Having travelled for the last 10 years in a large variety of jobs and cultures, I believe I am an open minded traveller, and I have more of an understanding of where people are coming from than I did in the past.
What is your first hand experience of the changing nature of Arctic?
Absolutely huge – this place is changing incredibly quickly and there’s no denying that. I have witnessed the huge loss of sea ice in the past decade as well as the reduction of glaciers. The ships I work on are now able to travel to areas that were impossible just a few years ago because of the lack of summer sea–ice. A colleague of mine visited the North Pole this year and the ice was too thin to walk on at the pole. The situation in the Arctic is that the ocean is mostly now first year ice, and in the final stages of disintegration. I believe that in 2-3 years there will be no summer sea ice in the Arctic at all, and the result of this will make the next decade very interesting indeed.

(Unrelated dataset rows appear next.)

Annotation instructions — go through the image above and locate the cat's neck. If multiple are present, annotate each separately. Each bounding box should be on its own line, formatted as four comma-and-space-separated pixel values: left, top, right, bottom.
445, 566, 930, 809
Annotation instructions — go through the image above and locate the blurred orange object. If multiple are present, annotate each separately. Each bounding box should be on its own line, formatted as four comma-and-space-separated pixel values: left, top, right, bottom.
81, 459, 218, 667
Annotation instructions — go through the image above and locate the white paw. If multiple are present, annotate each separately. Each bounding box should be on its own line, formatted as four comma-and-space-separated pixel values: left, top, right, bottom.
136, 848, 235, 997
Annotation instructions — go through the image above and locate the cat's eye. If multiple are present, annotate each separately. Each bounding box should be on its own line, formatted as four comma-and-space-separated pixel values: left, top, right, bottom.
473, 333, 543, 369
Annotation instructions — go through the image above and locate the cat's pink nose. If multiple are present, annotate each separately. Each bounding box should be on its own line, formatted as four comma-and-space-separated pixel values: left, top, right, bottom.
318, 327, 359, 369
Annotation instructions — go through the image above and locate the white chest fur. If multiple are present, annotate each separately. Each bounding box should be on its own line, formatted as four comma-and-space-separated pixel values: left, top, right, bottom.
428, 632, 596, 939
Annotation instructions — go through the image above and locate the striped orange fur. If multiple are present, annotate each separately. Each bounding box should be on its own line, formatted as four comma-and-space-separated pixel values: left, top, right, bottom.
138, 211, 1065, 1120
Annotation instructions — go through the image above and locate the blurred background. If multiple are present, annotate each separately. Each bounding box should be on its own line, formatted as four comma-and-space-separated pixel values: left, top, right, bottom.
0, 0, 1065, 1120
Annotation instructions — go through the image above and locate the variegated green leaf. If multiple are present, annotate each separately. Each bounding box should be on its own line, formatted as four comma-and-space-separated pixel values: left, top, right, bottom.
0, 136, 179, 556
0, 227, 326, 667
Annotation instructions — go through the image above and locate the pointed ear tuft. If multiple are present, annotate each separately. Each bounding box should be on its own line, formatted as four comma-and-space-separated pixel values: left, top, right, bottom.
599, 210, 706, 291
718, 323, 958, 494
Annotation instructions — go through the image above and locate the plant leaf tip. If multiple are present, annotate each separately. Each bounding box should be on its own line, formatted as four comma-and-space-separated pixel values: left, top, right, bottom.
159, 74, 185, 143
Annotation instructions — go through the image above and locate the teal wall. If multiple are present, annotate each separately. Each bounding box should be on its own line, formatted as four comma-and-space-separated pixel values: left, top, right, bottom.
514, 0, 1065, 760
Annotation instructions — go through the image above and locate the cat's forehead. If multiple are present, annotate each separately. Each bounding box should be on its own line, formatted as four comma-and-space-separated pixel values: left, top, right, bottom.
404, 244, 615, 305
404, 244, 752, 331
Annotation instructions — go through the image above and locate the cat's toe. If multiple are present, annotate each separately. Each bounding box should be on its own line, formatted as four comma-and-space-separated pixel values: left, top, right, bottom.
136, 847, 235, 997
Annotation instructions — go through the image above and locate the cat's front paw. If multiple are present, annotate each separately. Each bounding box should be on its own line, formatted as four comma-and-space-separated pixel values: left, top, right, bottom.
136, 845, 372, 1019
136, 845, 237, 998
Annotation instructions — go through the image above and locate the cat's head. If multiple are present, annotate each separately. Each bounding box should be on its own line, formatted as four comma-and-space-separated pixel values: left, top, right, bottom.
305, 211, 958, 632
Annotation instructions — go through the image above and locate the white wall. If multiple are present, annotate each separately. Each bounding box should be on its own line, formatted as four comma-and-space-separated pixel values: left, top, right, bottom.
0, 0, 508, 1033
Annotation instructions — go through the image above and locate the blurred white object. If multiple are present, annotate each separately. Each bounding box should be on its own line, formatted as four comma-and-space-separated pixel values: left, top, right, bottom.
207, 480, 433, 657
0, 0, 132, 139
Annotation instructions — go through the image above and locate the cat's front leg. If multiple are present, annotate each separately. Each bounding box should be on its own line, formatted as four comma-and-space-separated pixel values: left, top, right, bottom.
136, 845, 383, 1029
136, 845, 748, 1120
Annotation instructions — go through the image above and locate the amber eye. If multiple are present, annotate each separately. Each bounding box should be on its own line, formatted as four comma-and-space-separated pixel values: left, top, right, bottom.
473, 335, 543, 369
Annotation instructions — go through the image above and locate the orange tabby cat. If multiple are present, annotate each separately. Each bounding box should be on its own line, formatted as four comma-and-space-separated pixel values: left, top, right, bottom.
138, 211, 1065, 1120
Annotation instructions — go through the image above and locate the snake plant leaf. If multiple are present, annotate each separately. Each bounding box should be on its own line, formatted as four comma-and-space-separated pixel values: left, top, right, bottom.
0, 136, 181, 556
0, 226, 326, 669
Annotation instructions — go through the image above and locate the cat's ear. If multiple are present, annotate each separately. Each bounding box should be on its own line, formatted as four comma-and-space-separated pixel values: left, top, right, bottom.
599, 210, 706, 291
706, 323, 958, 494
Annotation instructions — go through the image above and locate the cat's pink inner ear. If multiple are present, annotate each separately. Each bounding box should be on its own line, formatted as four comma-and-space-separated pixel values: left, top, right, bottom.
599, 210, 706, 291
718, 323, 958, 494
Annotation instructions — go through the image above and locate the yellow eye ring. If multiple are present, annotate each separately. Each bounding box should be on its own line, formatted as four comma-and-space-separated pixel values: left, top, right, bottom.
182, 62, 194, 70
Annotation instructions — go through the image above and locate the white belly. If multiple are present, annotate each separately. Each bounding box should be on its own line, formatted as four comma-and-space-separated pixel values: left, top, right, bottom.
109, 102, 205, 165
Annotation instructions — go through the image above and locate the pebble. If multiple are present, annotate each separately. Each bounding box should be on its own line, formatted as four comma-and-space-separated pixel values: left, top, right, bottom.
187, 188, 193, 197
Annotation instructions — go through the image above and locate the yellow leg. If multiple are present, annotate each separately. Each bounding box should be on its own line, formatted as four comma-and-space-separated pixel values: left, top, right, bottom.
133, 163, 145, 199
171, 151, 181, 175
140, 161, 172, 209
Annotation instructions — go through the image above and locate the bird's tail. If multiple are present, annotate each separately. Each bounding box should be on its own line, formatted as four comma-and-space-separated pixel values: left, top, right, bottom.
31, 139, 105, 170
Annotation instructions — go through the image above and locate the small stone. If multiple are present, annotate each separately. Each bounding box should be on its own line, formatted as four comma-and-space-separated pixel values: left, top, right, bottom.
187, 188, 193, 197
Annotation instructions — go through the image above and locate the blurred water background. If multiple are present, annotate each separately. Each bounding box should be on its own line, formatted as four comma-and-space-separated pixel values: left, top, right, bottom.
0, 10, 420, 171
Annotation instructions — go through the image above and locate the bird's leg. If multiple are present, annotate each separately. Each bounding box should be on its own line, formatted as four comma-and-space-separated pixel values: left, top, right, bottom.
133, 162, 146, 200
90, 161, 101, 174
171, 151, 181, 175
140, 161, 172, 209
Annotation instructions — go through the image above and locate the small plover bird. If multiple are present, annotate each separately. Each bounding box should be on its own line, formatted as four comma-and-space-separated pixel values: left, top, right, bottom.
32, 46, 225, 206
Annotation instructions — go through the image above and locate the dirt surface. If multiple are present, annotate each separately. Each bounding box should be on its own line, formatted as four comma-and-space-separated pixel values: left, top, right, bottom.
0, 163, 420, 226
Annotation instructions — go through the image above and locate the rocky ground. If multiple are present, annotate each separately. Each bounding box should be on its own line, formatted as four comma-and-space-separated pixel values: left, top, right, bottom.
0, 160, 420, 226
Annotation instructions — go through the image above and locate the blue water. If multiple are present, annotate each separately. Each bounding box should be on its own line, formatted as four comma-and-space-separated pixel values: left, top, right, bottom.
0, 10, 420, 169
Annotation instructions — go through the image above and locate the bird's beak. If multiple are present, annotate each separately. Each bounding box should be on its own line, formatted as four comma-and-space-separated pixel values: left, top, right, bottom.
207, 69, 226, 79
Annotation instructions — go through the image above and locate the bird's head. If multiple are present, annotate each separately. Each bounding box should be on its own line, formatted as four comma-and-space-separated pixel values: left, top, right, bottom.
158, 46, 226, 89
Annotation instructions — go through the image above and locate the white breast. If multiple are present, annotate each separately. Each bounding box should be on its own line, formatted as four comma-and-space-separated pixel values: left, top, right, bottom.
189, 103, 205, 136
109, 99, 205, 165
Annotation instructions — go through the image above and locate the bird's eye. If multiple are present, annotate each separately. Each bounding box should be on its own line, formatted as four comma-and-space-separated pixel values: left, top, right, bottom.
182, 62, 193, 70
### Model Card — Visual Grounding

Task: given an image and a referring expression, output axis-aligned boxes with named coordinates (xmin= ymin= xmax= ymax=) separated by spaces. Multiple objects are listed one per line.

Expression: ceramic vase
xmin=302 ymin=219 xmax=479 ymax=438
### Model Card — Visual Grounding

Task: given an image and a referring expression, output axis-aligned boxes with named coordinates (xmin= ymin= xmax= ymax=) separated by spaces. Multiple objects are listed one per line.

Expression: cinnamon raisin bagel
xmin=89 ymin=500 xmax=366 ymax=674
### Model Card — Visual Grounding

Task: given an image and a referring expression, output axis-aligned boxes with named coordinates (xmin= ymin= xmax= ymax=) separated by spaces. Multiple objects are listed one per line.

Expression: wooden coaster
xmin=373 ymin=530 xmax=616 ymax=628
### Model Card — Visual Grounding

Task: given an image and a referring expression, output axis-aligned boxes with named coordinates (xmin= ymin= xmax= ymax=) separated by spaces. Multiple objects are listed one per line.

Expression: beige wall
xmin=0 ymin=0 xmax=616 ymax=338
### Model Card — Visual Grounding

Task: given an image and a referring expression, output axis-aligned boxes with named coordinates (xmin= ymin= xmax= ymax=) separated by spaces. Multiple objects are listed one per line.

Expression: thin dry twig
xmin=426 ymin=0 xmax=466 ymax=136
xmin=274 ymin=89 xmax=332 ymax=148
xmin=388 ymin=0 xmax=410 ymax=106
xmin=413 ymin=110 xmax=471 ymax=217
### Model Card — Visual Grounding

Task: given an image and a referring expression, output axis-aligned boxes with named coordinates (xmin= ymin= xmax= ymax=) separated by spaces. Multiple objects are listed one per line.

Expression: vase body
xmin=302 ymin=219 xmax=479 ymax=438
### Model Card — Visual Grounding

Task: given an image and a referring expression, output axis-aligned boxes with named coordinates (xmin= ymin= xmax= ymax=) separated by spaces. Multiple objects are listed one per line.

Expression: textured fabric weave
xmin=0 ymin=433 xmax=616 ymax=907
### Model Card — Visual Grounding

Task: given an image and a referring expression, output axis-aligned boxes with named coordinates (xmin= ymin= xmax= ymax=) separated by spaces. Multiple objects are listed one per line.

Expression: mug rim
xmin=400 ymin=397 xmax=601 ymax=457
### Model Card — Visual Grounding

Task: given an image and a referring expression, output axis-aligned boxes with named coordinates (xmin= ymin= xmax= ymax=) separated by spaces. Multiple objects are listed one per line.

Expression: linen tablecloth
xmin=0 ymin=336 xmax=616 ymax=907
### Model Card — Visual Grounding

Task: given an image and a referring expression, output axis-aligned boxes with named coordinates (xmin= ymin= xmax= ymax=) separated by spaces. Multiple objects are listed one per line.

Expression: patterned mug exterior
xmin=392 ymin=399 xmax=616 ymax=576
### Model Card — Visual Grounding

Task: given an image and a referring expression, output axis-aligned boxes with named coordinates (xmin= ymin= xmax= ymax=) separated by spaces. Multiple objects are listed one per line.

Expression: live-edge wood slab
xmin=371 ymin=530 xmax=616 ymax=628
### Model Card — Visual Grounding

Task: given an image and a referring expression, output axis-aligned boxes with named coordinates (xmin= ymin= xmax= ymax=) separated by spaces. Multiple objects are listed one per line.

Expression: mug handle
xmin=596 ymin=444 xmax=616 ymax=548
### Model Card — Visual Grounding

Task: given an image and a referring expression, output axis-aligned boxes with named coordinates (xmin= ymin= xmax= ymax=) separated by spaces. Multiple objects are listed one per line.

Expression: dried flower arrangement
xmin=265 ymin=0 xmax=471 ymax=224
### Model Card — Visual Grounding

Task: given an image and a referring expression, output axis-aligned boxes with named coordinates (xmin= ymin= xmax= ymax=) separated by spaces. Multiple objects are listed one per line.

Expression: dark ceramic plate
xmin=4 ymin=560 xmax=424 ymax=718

Does the issue of arctic ice melting and change of weather pattern only remained a fashionable topic to discuss over or the genuine concerns translated into real actions?
I find it fascinating how we always talk of they and them. Everyone is one of they and them. You and I are one of they and them. We can all do something and we all make a difference.
Your journey to the nooks and corners of the world to document many hues of nature and life are fuelled by your adventurous self. How the artist in you stay in harmony with your adventurous mind?
I have found myself in situations becoming blaze with the amount of travel and experiences I get put up too, and I feel terrible for it! So I force myself to view every experience with fresh eyes and look for that deeper level of understanding, push myself out of my comfort zone, and that itself makes my art better and more rewarding.
Would you like to share any particular story or incident that is fresh in your memory?
Getting thrown out of a zodiac into icy waters by a popper (a submerged iceberg rising to the surface) is still pretty fresh. (Luckily I managed to save my camera otherwise I would not have the same enthusiasm for this one!) But really my best stories come from close up encounters, when thing are happening as they would when no people were around, or when you see something really special. Recently I was standing on the bow box of a zodiac in Antarctica when a Minke whale swam directly underneath me, a foot below the glassy surface and it rolled to look at me as it passed just beneath my feet. I felt a bit silly with my telephoto lens, which was too large to focus on that short distance and for something of that scale. So we just looked at each other, not really knowing who was more interested in who!
You deal both with photography and film making. Do you consider one to be the extension of another or approach both the forms in mutually exclusive ways?
I am required to do both with my contracts, and unfortunately both usually suffer compared to if I am focused on one. However, different situations fit different forms and some things suit video better, some stills. They both have similarities, in terms of composition and exposure, but in an art form they are completely different and need to be approached individually.
The young Richard who jumped to the opportunity of boarding on a ship has matured over the years behind the lens. How does he describe this artistic journey thus far?
Indeed – I’m 30 tomorrow! I was 21 when I boarded my first vessel on a vodka–filled adventure to the Ross Sea with the Russians. Little did I know that opportunity would change my career – and my life. As for the artistic side of it all – I am always learning, and I think I will forever be. I still don’t have my one dream shot, and as time goes on and my self-expectations rise, maybe I will never achieve that. But I know that if the 21 year old Richard saw my work today he would be fully stoaked, and that is most satisfying.
‘Home is where the heart is’ for Richard. He loves reading Being Caribou by Karsten Heuer, or listening to Efterklang’s Piramida while sitting at the balcony of his home soaking in the natural beauty all around him. Spaghetti Bolognese is one item that he really cannot resist devouring.